Одна большая разница между этими двумя зверствами состоит в том, что в 1631 г. резня в Магдебурге вызвала содрогание от ужаса во всем христианском мире, в то время как в 1943 г. бойня в Гамбурге была воспринята с возгласами радости в Англии, так же как разрушение Ковентри в 1940 г. было принято в Германии. (Правда, масштабы несопоставимы. В Ковентри погибло (за 1940–1942 гг., 41 налет) 1236 чел., а в Гамбурге только 25 июля – 3 августа (операция «Гоморра») было убито свыше 50 тыс. чел. и ок. 200 тыс. ранено. – Ред.)
В Тридцатилетней войне, когда Густаву II Адольфу (р. 1594 – убит в 1632 г., шведский король в 1611–1632 гг.) предложили разрушить герцогский дворец в Мюнхене, он не только с возмущением отверг этот совет, но и принял особые меры ради защиты этого сооружения. В 1944 г. этот дворец стал грудой развалин.
Почему я свел эти несколько событий во введении к книге об оружии? Потому что, если мы вдумаемся, именно изобретательный гений человека опустил значение моральных ценностей. От копья и стрелы до бомбардировщика «Суперкрепость» и боеголовок ракет – страсть к уничтожению поначалу медленно, а затем с ужасной скоростью захватывала человека.

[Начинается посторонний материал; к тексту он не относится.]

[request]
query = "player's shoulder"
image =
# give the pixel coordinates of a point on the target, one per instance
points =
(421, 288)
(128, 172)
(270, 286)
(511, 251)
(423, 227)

С первого кремневого топора и изогнутого лука она переродилась в чудовище Франкенштейна, последующую изобретательность, которая уничтожает результаты труда самого человека, его культуру, его цивилизацию, прошлое, настоящее и будущее.
Машины, порожденные разумом человека, из-за человеческого преклонения перед ними превратили самого человека в часть механической системы. Машины нахлынули на нас, и почти каждая является потенциальным орудием войны. Мы восхищаемся подвижностью, мощью и точностью машин, а также теми вещами, которые они нам дают, и доходами, которые мы обретаем с их помощью. И все же до сих пор не изучено, как машины и механизмы влияют на нас, живых существ. Воистину было сказано, что «мы оказались в лабиринте машин» и что в результате утратили понимание места человека в этой вселенной.
В этой книге я не ставил цель решить грандиозную проблему «демеханизации» человека, – хотел лишь исследовать вопросы, проблемы, с которыми борется человек, и как сквозь века эти вопросы влияли на историю.
Правильно это или нет, но я не верю в то, что война может быть исключена из человеческой практики, потому что это неотъемлемая часть жизни; ибо жизнь в своем широчайшем смысле есть перемещающийся результат разрушительных и созидательных качеств. И поэтому я не верю, что можно ограничить человеческую изобретательность, и, как следствие, все запреты на разработку оружия окажутся бесполезными. Во что я верю, так это в то, что войну можно ограничить, потому что история явно демонстрирует, что обычно так и бывает. И все-таки я считаю, что человек настолько слеп в своих собственных интересах, что он никогда не станет ограничивать войны до тех пор, пока возможная катастрофа не станет настолько громадной, что будет угрожать неизбежным уничтожением всего и всех.